Fluvastatin Causes NLRP3 Inflammasome-Mediated Adipose Insulin Resistance
Statins reduce lipid levels and are widely prescribed. Statins have been associated with an increased incidence of type 2 diabetes, but the mechanisms are unclear. Activation of the NOD-like receptor family, pyrin domain containing 3 (NLRP3)/caspase-1 inflammasome, promotes insulin resistance, a precursor of type 2 diabetes. We showed that four different statins increased interleukin-1β (IL-1β) secretion from macrophages, which is characteristic of NLRP3 inflammasome activation. This effect was dose dependent, absent in NLRP3−/− mice, and prevented by caspase-1 inhibition or the diabetes drug glyburide. Long-term fluvastatin treatment of obese mice impaired insulin-stimulated glucose uptake in adipose tissue.

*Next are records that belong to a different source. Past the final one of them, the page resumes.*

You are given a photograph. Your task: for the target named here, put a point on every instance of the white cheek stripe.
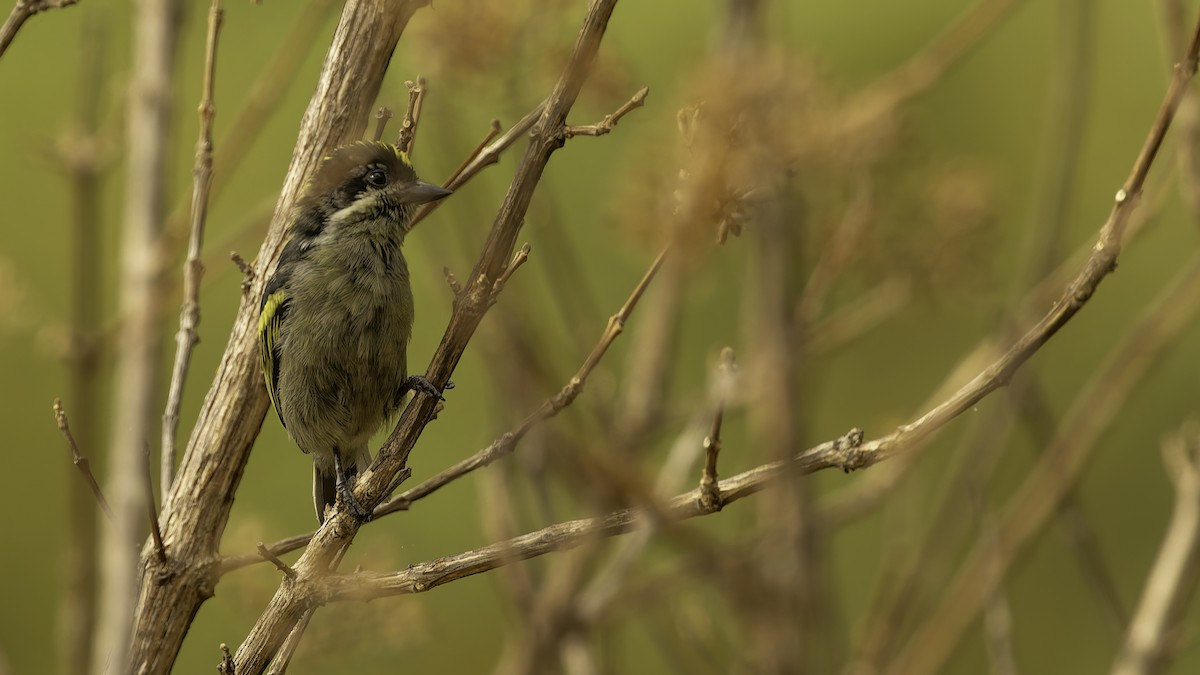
(342, 215)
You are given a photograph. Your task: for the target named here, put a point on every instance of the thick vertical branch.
(190, 315)
(138, 347)
(197, 507)
(289, 602)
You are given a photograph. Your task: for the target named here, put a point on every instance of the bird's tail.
(324, 478)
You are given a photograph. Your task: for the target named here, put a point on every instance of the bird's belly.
(336, 392)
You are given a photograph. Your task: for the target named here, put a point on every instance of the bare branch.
(382, 115)
(1029, 509)
(407, 138)
(563, 536)
(21, 13)
(275, 560)
(713, 441)
(610, 121)
(81, 461)
(1171, 581)
(499, 448)
(287, 607)
(197, 507)
(190, 314)
(489, 153)
(160, 550)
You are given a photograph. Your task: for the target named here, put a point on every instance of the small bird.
(337, 314)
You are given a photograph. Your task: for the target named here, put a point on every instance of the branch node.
(247, 270)
(850, 447)
(81, 461)
(709, 489)
(382, 117)
(227, 665)
(453, 281)
(519, 260)
(610, 121)
(275, 560)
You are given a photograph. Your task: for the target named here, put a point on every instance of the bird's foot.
(346, 490)
(418, 383)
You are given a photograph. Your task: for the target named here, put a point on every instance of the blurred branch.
(713, 441)
(1098, 266)
(21, 13)
(563, 536)
(193, 269)
(82, 155)
(498, 448)
(1029, 509)
(1171, 581)
(925, 67)
(469, 306)
(197, 508)
(138, 347)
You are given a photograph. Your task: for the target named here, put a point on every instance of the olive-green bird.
(337, 314)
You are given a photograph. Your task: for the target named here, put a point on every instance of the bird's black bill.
(421, 192)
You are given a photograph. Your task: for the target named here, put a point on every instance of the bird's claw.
(418, 383)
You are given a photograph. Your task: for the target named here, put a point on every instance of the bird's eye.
(377, 178)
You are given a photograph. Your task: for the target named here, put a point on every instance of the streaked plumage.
(337, 314)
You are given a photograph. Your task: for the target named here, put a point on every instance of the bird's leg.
(345, 489)
(418, 383)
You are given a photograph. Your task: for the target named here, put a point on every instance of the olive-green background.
(989, 113)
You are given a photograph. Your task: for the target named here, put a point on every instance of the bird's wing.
(271, 314)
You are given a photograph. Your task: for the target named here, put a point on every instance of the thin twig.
(503, 446)
(708, 485)
(153, 511)
(21, 13)
(1173, 579)
(232, 413)
(426, 575)
(1030, 507)
(483, 157)
(492, 132)
(246, 269)
(519, 260)
(275, 560)
(193, 269)
(227, 665)
(288, 605)
(82, 154)
(407, 138)
(610, 121)
(81, 461)
(382, 115)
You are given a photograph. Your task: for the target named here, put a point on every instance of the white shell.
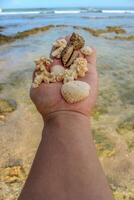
(57, 69)
(75, 91)
(60, 43)
(87, 51)
(57, 52)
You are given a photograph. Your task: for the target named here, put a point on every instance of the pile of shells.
(74, 65)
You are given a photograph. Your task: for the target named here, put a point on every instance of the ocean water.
(20, 132)
(15, 20)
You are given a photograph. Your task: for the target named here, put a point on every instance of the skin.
(66, 166)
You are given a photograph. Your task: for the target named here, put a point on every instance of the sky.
(64, 3)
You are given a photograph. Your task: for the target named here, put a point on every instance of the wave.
(118, 11)
(19, 13)
(67, 11)
(60, 11)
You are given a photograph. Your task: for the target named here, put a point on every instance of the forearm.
(66, 166)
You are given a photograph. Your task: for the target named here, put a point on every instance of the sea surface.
(113, 118)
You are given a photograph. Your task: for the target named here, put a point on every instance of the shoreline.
(94, 32)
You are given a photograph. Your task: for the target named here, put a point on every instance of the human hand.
(47, 97)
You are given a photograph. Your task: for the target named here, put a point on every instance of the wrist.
(66, 122)
(64, 115)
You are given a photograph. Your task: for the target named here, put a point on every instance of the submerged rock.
(108, 29)
(104, 146)
(23, 34)
(7, 105)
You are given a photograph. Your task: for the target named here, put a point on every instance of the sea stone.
(74, 55)
(87, 51)
(66, 54)
(77, 41)
(75, 91)
(57, 69)
(7, 105)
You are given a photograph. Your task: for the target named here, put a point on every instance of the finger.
(33, 75)
(67, 38)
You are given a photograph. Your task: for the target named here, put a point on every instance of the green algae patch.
(20, 35)
(98, 111)
(24, 34)
(7, 105)
(129, 38)
(108, 29)
(126, 129)
(126, 125)
(6, 39)
(104, 146)
(123, 195)
(130, 144)
(115, 29)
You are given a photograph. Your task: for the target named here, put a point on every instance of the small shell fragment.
(77, 41)
(69, 75)
(66, 54)
(60, 43)
(56, 53)
(57, 69)
(74, 55)
(87, 51)
(75, 91)
(80, 66)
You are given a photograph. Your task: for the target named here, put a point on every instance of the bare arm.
(66, 166)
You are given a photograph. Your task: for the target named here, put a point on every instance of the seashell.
(80, 66)
(66, 54)
(69, 75)
(87, 51)
(77, 41)
(56, 53)
(74, 55)
(57, 69)
(60, 43)
(38, 80)
(75, 91)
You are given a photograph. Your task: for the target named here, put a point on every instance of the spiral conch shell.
(87, 51)
(75, 91)
(58, 45)
(80, 65)
(58, 71)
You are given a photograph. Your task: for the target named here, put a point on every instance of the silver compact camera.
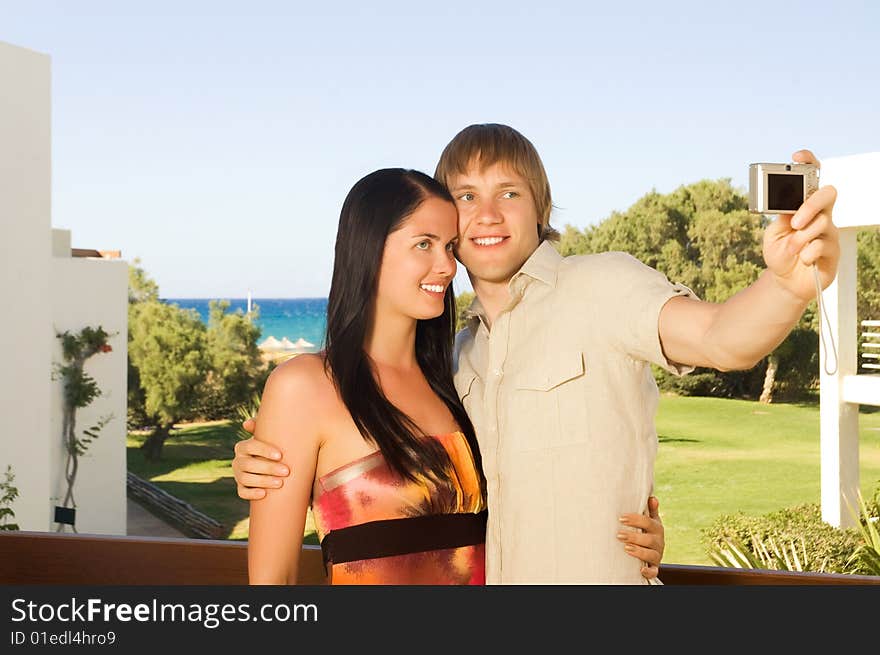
(781, 188)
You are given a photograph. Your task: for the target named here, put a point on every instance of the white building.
(48, 287)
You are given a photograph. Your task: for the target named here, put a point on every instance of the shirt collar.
(542, 265)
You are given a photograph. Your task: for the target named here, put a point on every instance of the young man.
(554, 365)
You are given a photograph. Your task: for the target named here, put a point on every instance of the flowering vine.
(80, 389)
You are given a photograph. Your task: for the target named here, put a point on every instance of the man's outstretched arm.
(736, 334)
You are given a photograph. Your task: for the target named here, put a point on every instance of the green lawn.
(716, 457)
(726, 456)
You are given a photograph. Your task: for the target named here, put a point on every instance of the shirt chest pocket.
(551, 403)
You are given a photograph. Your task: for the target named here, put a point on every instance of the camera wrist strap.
(820, 306)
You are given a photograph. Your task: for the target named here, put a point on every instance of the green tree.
(703, 236)
(168, 348)
(237, 370)
(462, 302)
(869, 283)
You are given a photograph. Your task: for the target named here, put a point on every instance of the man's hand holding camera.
(794, 242)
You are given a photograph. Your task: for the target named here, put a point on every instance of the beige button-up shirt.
(561, 395)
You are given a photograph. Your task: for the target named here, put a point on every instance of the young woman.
(381, 446)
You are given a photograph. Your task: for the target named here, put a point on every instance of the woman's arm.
(277, 522)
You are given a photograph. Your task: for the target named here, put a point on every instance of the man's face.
(497, 221)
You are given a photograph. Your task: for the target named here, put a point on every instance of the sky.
(216, 141)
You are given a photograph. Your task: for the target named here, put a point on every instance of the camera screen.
(784, 192)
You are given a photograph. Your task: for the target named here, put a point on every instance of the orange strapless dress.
(377, 527)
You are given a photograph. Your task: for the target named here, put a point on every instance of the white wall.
(92, 293)
(25, 315)
(43, 289)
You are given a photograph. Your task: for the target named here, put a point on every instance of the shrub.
(827, 548)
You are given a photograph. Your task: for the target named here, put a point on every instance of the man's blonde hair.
(492, 143)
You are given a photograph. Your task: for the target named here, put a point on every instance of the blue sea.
(294, 318)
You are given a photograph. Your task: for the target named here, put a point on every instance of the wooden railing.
(53, 558)
(871, 346)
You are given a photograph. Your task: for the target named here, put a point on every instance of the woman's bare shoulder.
(303, 378)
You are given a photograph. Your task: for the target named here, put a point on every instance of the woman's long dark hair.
(376, 206)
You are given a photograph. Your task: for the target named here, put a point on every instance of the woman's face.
(418, 263)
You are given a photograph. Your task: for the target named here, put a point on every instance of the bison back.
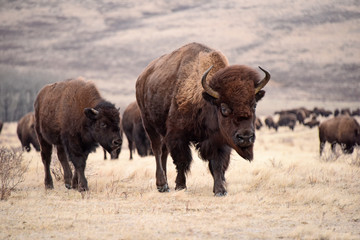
(59, 107)
(341, 129)
(175, 79)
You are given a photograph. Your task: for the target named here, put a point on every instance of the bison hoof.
(164, 188)
(180, 187)
(221, 194)
(49, 187)
(83, 189)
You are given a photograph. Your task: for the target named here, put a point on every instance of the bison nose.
(245, 139)
(117, 142)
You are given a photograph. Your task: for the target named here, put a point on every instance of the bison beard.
(181, 105)
(72, 116)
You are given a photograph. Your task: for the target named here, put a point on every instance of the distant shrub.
(12, 170)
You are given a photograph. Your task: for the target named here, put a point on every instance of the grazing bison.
(270, 123)
(258, 123)
(115, 153)
(192, 96)
(312, 123)
(355, 112)
(74, 117)
(287, 119)
(134, 131)
(344, 130)
(321, 112)
(26, 132)
(301, 116)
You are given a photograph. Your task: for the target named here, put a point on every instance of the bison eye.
(225, 110)
(254, 106)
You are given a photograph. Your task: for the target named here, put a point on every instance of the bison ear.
(91, 113)
(259, 95)
(209, 98)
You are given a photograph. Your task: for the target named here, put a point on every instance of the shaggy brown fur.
(287, 120)
(134, 131)
(26, 132)
(177, 112)
(270, 123)
(115, 153)
(73, 116)
(343, 130)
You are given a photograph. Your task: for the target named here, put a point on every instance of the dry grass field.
(287, 192)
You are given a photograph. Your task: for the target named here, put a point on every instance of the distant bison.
(312, 123)
(135, 132)
(26, 132)
(270, 123)
(115, 153)
(287, 120)
(343, 130)
(355, 112)
(181, 105)
(258, 123)
(322, 112)
(73, 116)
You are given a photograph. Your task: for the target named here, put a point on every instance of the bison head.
(104, 127)
(235, 91)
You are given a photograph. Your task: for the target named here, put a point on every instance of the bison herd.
(189, 97)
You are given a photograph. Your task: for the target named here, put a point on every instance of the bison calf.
(26, 132)
(343, 130)
(134, 131)
(74, 117)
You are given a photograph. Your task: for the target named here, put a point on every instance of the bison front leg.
(156, 145)
(181, 155)
(65, 165)
(46, 151)
(217, 167)
(79, 181)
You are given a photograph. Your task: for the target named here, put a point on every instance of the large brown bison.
(344, 130)
(26, 132)
(134, 131)
(192, 96)
(74, 117)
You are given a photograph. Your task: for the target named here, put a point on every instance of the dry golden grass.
(287, 192)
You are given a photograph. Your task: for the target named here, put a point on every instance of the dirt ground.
(287, 192)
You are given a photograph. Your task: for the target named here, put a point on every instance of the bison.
(134, 131)
(344, 130)
(74, 117)
(312, 123)
(26, 132)
(115, 153)
(193, 96)
(270, 123)
(258, 123)
(287, 119)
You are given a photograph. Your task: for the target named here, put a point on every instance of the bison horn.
(206, 86)
(95, 112)
(263, 82)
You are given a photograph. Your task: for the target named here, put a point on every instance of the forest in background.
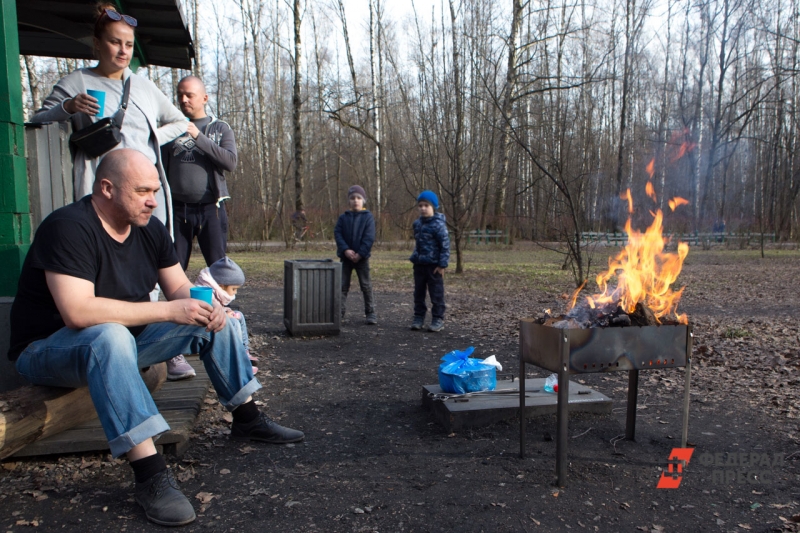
(530, 117)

Fluvastatin-induced activation of the NLRP3/caspase-1 pathway was required for the development of insulin resistance in adipose tissue explants, an effect also prevented by glyburide. Fluvastatin impaired insulin signaling in lipopolysaccharide-primed 3T3-L1 adipocytes, an effect associated with increased caspase-1 activity, but not IL-1β secretion. Our results define an NLRP3/caspase-1–mediated mechanism of statin-induced insulin resistance in adipose tissue and adipocytes, which may be a contributing factor to statin-induced development of type 2 diabetes. These results warrant scrutiny of insulin sensitivity during statin use and suggest that combination therapies with glyburide, or other inhibitors of the NLRP3 inflammasome, may be effective in preventing the adverse effects of statins.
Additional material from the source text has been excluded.